Modo glanced at the thing beside him.
“Good, isn’t it?” he said. “I found it by the compost heaps. My wheelbarrow’d broke, and I looked up, and there—”
“I’ve never seen anything like it before,” said Windle. “Who’d want to make a big basket out of wire? And those wheels don’t look big enough.”
“But it pushes along well by the handle,” said Modo. “I’m amazed that anyone would want to throw it away. Why would anyone want to throw away something like this, Mr. Poons?”
Windle stared at the trolley. He couldn’t escape the feeling that it was watching him.
He heard himself say, “Maybe it got there by itself.”
“That’s right, Mr. Poons! It wanted a bit of peace, I expect!” said Modo. “You are a one!”
“Yes,” said Windle, unhappily. “It rather looks that way.”
He stepped out into the city, aware of the scraping and thumping of the door behind him.
If someone had told me a month ago, he thought, that a few days after I died I’d be walking along the road followed by a bashful bogeyman hiding behind a door…why, I’d have laughed at them.
No, I wouldn’t. I’d have said “eh?” and “what?” and “speak up!” and wouldn’t have understood anyway.
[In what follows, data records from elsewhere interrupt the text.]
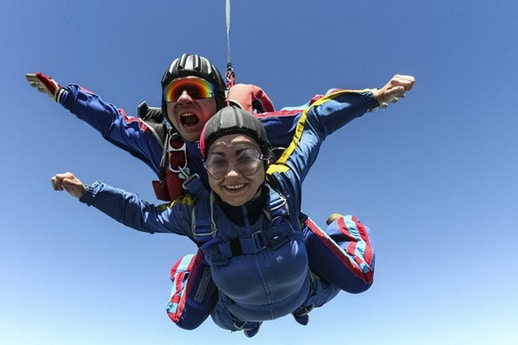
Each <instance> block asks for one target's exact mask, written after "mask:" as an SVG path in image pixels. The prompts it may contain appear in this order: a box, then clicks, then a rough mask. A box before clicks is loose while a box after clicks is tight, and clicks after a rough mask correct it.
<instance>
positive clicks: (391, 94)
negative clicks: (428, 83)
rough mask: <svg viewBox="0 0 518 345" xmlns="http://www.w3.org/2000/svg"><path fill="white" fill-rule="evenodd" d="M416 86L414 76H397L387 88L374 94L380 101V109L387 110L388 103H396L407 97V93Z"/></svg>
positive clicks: (414, 78)
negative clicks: (401, 99)
mask: <svg viewBox="0 0 518 345" xmlns="http://www.w3.org/2000/svg"><path fill="white" fill-rule="evenodd" d="M414 84H415V77H414V76H411V75H401V74H396V75H395V76H393V77H392V79H390V80H389V82H388V83H387V84H385V86H383V87H382V88H381V89H377V90H375V91H374V92H373V94H374V97H376V99H377V100H378V102H379V104H380V108H386V107H387V106H388V103H396V102H397V101H398V99H399V98H402V97H405V92H407V91H410V90H411V89H412V87H413V86H414Z"/></svg>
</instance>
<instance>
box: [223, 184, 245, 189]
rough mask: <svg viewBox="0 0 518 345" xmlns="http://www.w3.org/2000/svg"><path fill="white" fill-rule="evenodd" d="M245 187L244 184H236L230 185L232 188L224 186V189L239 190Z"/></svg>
mask: <svg viewBox="0 0 518 345" xmlns="http://www.w3.org/2000/svg"><path fill="white" fill-rule="evenodd" d="M244 186H245V185H244V184H236V185H232V186H225V188H226V189H228V190H232V191H234V190H239V189H241V188H243V187H244Z"/></svg>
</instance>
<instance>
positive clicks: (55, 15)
mask: <svg viewBox="0 0 518 345" xmlns="http://www.w3.org/2000/svg"><path fill="white" fill-rule="evenodd" d="M224 5H225V4H224V0H189V1H163V0H157V1H122V0H118V1H115V0H114V1H106V0H90V1H65V0H47V1H35V0H27V1H8V2H6V3H4V4H3V6H2V9H1V11H0V44H1V47H2V52H1V53H0V69H1V79H0V80H1V84H2V88H1V92H0V95H1V96H0V97H1V100H2V120H3V123H4V124H3V126H2V127H3V131H2V135H1V136H0V140H1V144H2V145H1V146H2V147H3V152H4V154H3V157H4V158H3V163H2V169H1V170H0V171H1V172H0V174H1V175H0V176H1V178H2V181H4V182H3V183H4V184H3V188H2V193H1V197H0V202H1V207H0V212H1V214H0V343H1V344H9V345H70V344H74V345H84V344H96V345H104V344H106V345H108V344H109V345H114V344H125V345H132V344H139V345H142V344H182V345H191V344H192V345H194V344H225V345H229V344H265V343H271V344H281V345H284V344H298V345H305V344H314V343H315V342H318V343H322V344H333V343H347V344H362V345H371V344H376V345H378V344H382V345H384V344H387V345H391V344H398V345H406V344H452V345H456V344H471V345H479V344H480V345H482V344H483V345H486V344H494V345H503V344H516V341H517V340H518V330H517V327H516V320H517V315H518V286H517V283H518V277H517V274H518V273H517V272H518V270H517V268H516V265H517V264H518V253H517V248H518V244H517V243H518V182H517V177H518V136H517V130H518V110H517V105H516V90H517V89H518V85H517V84H518V83H517V76H518V67H517V65H516V61H518V44H516V42H518V22H517V21H516V18H515V14H516V11H517V5H516V1H514V0H494V1H483V2H481V1H477V2H473V3H471V2H466V1H450V0H435V1H424V0H401V1H380V0H373V1H343V0H341V1H339V0H319V1H294V0H289V1H288V0H285V1H279V0H257V1H236V0H234V1H232V12H231V13H232V15H231V48H232V62H233V64H234V68H235V72H236V79H237V81H238V82H248V83H256V84H258V85H261V86H262V87H263V88H264V89H265V90H267V92H268V93H269V95H270V97H271V98H272V99H273V101H274V102H275V105H276V107H277V108H281V107H283V106H290V105H298V104H302V103H305V102H306V101H307V100H308V99H309V98H310V97H312V96H313V95H314V94H317V93H322V92H325V91H326V90H327V89H329V88H333V87H341V88H351V89H360V88H365V87H381V86H382V85H383V84H384V83H385V82H387V81H388V80H389V79H390V78H391V77H392V75H394V74H396V73H399V74H411V75H414V76H415V77H416V81H417V82H416V85H415V87H414V90H412V91H411V92H409V93H408V94H407V97H406V98H405V99H403V100H401V101H400V102H399V103H397V104H395V105H392V106H390V107H389V108H388V109H386V110H380V111H377V112H374V113H371V114H367V115H365V116H363V117H361V118H359V119H356V120H354V121H353V122H352V123H350V124H349V125H347V126H346V127H344V128H343V129H341V130H340V131H338V132H337V133H335V134H334V135H333V136H332V137H330V138H329V139H328V140H327V141H326V142H325V143H324V146H323V149H322V150H321V153H320V156H319V159H318V160H317V162H316V164H315V165H314V167H313V169H312V172H311V174H310V176H309V177H308V179H307V180H306V182H305V184H304V209H305V211H306V212H307V213H309V214H310V215H311V216H312V217H313V218H314V219H315V220H316V221H317V222H318V223H320V224H324V222H325V219H326V217H327V216H328V215H329V214H330V213H332V212H342V213H349V214H355V215H356V216H357V217H359V218H360V219H361V220H362V221H363V223H365V224H367V225H368V226H369V227H370V228H371V230H372V232H373V235H374V240H375V246H376V253H377V262H376V274H375V282H374V285H373V286H372V288H371V289H370V290H368V291H367V292H365V293H363V294H359V295H351V294H346V293H341V294H340V295H339V296H338V297H337V298H336V299H335V300H333V301H332V302H331V303H329V304H328V305H326V306H324V307H323V308H320V309H317V310H314V311H313V312H312V313H311V315H310V323H309V325H307V326H305V327H304V326H301V325H299V324H297V323H295V321H294V320H293V318H292V317H291V316H287V317H284V318H281V319H279V320H276V321H271V322H266V323H265V324H264V325H263V326H262V328H261V330H260V332H259V334H258V335H257V336H256V337H254V338H252V339H247V338H245V337H244V335H243V334H241V333H230V332H228V331H224V330H221V329H220V328H218V327H216V326H215V325H214V324H213V323H212V320H210V319H209V320H207V321H206V322H205V323H204V324H203V325H202V326H201V327H200V328H199V329H198V330H194V331H185V330H181V329H179V328H177V327H176V326H174V325H173V324H172V323H171V322H170V321H169V319H168V318H167V316H166V314H165V312H164V308H165V304H166V301H167V298H168V296H169V290H170V282H169V278H168V275H169V269H170V266H171V265H172V264H173V263H174V262H175V261H176V259H177V258H179V257H180V256H182V255H184V254H187V253H190V252H193V251H194V250H195V248H194V246H193V245H192V244H191V243H190V242H189V241H188V240H186V239H185V238H181V237H178V236H174V235H163V234H162V235H160V234H156V235H149V234H145V233H140V232H137V231H133V230H131V229H128V228H125V227H124V226H122V225H119V224H117V223H116V222H115V221H112V220H111V219H109V218H107V217H106V216H104V215H102V214H100V213H99V212H98V211H97V210H95V209H92V208H87V207H86V206H84V205H83V204H80V203H79V202H77V201H76V200H75V199H73V198H71V197H70V196H68V194H66V193H57V192H54V191H52V189H51V185H50V178H51V176H52V175H53V174H55V173H58V172H65V171H72V172H74V173H75V174H76V175H77V176H79V177H80V178H81V179H83V181H84V182H87V183H90V182H93V181H95V180H103V181H105V182H107V183H110V184H112V185H115V186H119V187H121V188H124V189H126V190H129V191H133V192H138V193H139V194H140V196H141V197H142V198H144V199H148V200H150V201H154V200H155V199H154V196H153V193H152V190H151V183H150V181H151V180H152V179H153V178H154V174H153V172H152V171H151V170H150V169H149V168H147V167H146V166H145V165H144V164H142V163H141V162H139V161H137V160H136V159H135V158H133V157H131V156H130V155H128V154H126V153H125V152H122V151H120V150H119V149H117V148H115V147H113V146H111V145H110V144H108V143H107V142H105V141H104V140H103V139H102V138H101V137H100V135H99V134H98V133H97V132H95V131H94V130H92V129H91V128H90V127H89V126H87V125H86V124H85V123H83V122H81V121H79V120H77V119H76V118H75V117H74V116H73V115H71V114H70V113H68V112H67V111H66V110H64V109H63V108H62V107H61V106H59V105H57V104H55V103H53V102H52V101H51V100H50V98H48V97H47V96H45V95H43V94H40V93H38V92H37V91H36V90H35V89H33V88H31V87H30V86H29V85H28V83H27V82H26V81H25V78H24V74H25V73H28V72H36V71H42V72H44V73H46V74H49V75H51V76H53V77H54V78H55V79H56V80H57V81H58V82H60V83H61V84H63V85H66V84H68V83H72V82H75V83H80V84H81V85H83V86H85V87H86V88H88V89H90V90H92V91H95V92H96V93H98V94H100V95H101V96H102V97H103V99H105V100H107V101H110V102H112V103H114V104H116V105H117V106H119V107H122V108H124V109H126V110H127V112H128V113H130V114H134V113H135V108H136V106H137V104H138V103H140V102H141V101H143V100H146V101H147V102H148V103H150V104H151V105H158V104H159V102H160V79H161V76H162V73H163V72H164V70H165V69H166V67H167V66H168V65H169V63H170V61H171V60H172V59H173V58H175V57H177V56H179V55H180V54H181V53H183V52H189V53H198V54H201V55H204V56H207V57H209V58H210V59H211V60H212V61H213V62H214V63H215V64H216V65H217V66H218V67H219V68H220V69H221V70H222V71H224V70H225V67H226V57H227V55H226V34H225V13H224V8H225V6H224Z"/></svg>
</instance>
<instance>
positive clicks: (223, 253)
mask: <svg viewBox="0 0 518 345" xmlns="http://www.w3.org/2000/svg"><path fill="white" fill-rule="evenodd" d="M268 206H269V207H268V209H265V211H264V213H265V215H266V218H267V219H268V227H267V228H266V229H261V230H257V231H255V232H253V233H252V234H251V235H248V236H241V237H238V238H232V239H224V238H222V237H221V236H217V229H215V231H216V232H215V233H214V237H213V238H212V239H210V240H208V241H206V242H205V243H203V244H202V245H201V246H200V248H201V249H202V251H203V252H204V254H205V256H206V257H207V258H208V259H209V261H210V262H211V263H212V264H216V265H224V264H226V263H227V262H228V259H230V258H231V257H233V256H239V255H246V254H256V253H259V252H260V251H262V250H264V249H266V248H271V249H274V250H275V249H278V248H280V247H282V246H283V245H285V244H286V243H287V242H288V241H289V240H290V239H291V238H294V237H297V236H298V235H300V238H301V239H302V235H301V233H300V232H299V231H296V230H295V229H294V227H293V225H292V224H291V222H290V221H289V217H288V215H289V212H288V205H287V202H286V199H285V198H284V197H283V196H282V195H280V194H279V193H277V192H275V191H274V190H273V189H270V200H269V205H268ZM211 209H212V207H211ZM214 226H215V224H214ZM197 231H199V230H197Z"/></svg>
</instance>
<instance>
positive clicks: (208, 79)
mask: <svg viewBox="0 0 518 345" xmlns="http://www.w3.org/2000/svg"><path fill="white" fill-rule="evenodd" d="M191 76H194V77H199V78H203V79H205V80H207V81H208V82H210V83H211V84H212V85H213V86H214V92H215V98H216V104H217V107H218V109H221V108H223V107H224V106H225V105H226V103H225V81H224V80H223V78H222V77H221V74H220V73H219V71H218V69H217V68H216V66H214V65H213V64H212V63H211V62H210V61H209V60H208V59H207V58H205V57H203V56H200V55H196V54H194V55H191V54H182V56H181V57H179V58H177V59H175V60H174V61H173V62H171V65H170V66H169V68H168V69H167V71H165V73H164V76H163V77H162V106H163V107H164V106H165V100H164V94H163V93H164V89H165V87H166V86H167V85H169V83H170V82H171V81H172V80H173V79H176V78H182V77H191ZM164 110H165V108H164ZM164 113H165V112H164Z"/></svg>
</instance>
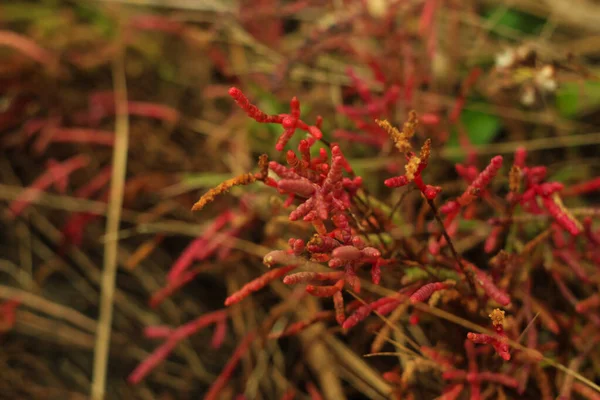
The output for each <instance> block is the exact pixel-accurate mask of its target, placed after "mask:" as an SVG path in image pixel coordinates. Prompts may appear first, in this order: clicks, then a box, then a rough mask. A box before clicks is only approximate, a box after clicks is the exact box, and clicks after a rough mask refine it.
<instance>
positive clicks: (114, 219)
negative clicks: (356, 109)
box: [91, 53, 129, 400]
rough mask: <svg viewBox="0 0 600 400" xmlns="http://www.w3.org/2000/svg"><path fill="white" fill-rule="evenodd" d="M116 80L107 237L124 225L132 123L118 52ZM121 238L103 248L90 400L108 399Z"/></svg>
mask: <svg viewBox="0 0 600 400" xmlns="http://www.w3.org/2000/svg"><path fill="white" fill-rule="evenodd" d="M113 81H114V86H115V88H114V89H115V90H114V91H115V108H116V126H115V132H116V137H115V146H114V152H113V165H112V177H111V186H110V200H109V205H108V215H107V222H106V235H109V236H111V235H112V236H114V235H116V232H117V231H118V230H119V225H120V223H121V208H122V205H123V191H124V187H125V173H126V169H127V149H128V147H129V120H128V116H127V84H126V80H125V65H124V54H123V53H119V54H118V55H117V57H115V60H114V62H113ZM118 243H119V242H118V239H115V240H110V241H107V242H106V243H105V245H104V267H103V271H102V293H101V297H100V315H99V318H98V331H97V334H96V345H95V348H94V369H93V377H92V387H91V397H92V399H93V400H102V399H104V397H105V390H106V389H105V387H106V369H107V364H108V351H109V347H110V333H111V326H112V314H113V298H114V289H115V278H116V272H117V257H118Z"/></svg>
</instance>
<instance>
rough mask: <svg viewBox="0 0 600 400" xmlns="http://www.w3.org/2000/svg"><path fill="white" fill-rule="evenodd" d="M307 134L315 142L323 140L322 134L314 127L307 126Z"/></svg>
mask: <svg viewBox="0 0 600 400" xmlns="http://www.w3.org/2000/svg"><path fill="white" fill-rule="evenodd" d="M308 133H310V134H311V135H312V137H314V138H315V139H317V140H319V139H321V138H323V132H321V130H320V129H319V128H318V127H316V126H309V127H308Z"/></svg>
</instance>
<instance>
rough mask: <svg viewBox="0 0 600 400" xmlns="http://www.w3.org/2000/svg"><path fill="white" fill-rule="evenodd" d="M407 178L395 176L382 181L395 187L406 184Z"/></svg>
mask: <svg viewBox="0 0 600 400" xmlns="http://www.w3.org/2000/svg"><path fill="white" fill-rule="evenodd" d="M408 182H409V180H408V178H407V177H406V176H404V175H402V176H395V177H393V178H389V179H386V180H385V181H384V182H383V183H384V184H385V186H387V187H391V188H396V187H401V186H404V185H406V184H408Z"/></svg>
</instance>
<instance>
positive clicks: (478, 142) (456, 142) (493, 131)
mask: <svg viewBox="0 0 600 400" xmlns="http://www.w3.org/2000/svg"><path fill="white" fill-rule="evenodd" d="M467 107H468V106H467ZM460 123H461V125H462V126H463V127H464V128H465V131H466V132H467V135H468V137H469V140H470V142H471V143H472V144H473V145H475V146H482V145H486V144H490V143H491V142H492V141H493V140H494V139H495V138H496V137H497V136H498V133H499V132H500V129H501V128H502V123H501V121H500V118H498V117H497V116H495V115H493V114H491V113H487V112H483V111H474V110H469V109H468V108H465V109H464V110H463V112H462V113H461V115H460ZM446 146H447V147H448V148H460V147H461V146H460V143H459V140H458V132H457V130H456V129H453V130H452V132H451V135H450V138H449V139H448V142H447V143H446ZM464 157H465V155H464V154H463V155H457V156H453V157H450V159H451V160H452V161H454V162H460V161H463V160H464Z"/></svg>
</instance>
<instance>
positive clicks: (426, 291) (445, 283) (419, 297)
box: [410, 281, 455, 304]
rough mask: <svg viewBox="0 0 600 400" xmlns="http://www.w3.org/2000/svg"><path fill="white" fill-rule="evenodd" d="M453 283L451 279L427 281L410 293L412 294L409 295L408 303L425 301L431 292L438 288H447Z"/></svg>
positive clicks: (414, 302) (429, 295)
mask: <svg viewBox="0 0 600 400" xmlns="http://www.w3.org/2000/svg"><path fill="white" fill-rule="evenodd" d="M454 284H455V283H454V282H453V281H447V282H434V283H428V284H426V285H424V286H421V287H420V288H419V289H418V290H417V291H416V292H414V293H413V294H412V296H410V303H411V304H416V303H420V302H423V301H427V300H428V299H429V298H430V297H431V295H432V294H433V293H435V292H437V291H439V290H444V289H447V288H449V287H451V286H454Z"/></svg>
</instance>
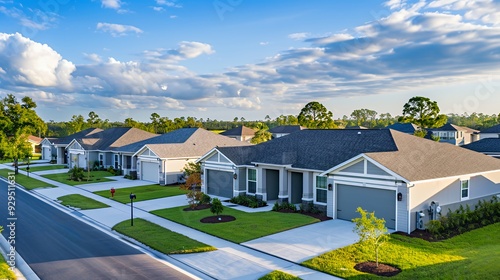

Beside him, someone barked.
A dog was watching him. It was a very large dog. In fact, the only reason it could be called a dog and not a wolf was that everyone knew you didn’t get wolves in cities.
It winked. Windle thought: no full moon last night.
“Lupine?” he ventured.
The dog nodded.
“Can you talk?”
The dog shook its head.
“So what do you do now?”
Lupine shrugged.
“Want to come with me?”
There was another shrug that almost vocalized the thought: why not? What else have I got to do?
If someone had told me a month ago, Windle thought, that a few days after I died I’d be walking along the road followed by a bashful bogeyman hiding behind a door and accompanied by a kind of negative version of a werewolf…why, I probably would have laughed at them. After they’d repeated themselves a few times, of course. In a loud voice.
The Death of Rats rounded up the last of his clients, many of whom had been in the thatch, and led the way through the flames toward wherever it was that good rats went.
He was surprised to pass a burning figure forcing its way through the incandescent mess of collapsed beams and crumbling floorboards. As it mounted the blazing stairs it removed something from the disintegrating remains of its clothing and held it carefully in its teeth.
The Death of Rats did not wait to see what happened next. While it was, in some respects, as ancient as the first proto-rat, it was also less than a day old and still feeling its way as a Death, and it was possibly aware that a deep, thumping noise that was making the building shake was the sound of brandy starting to boil in its barrels.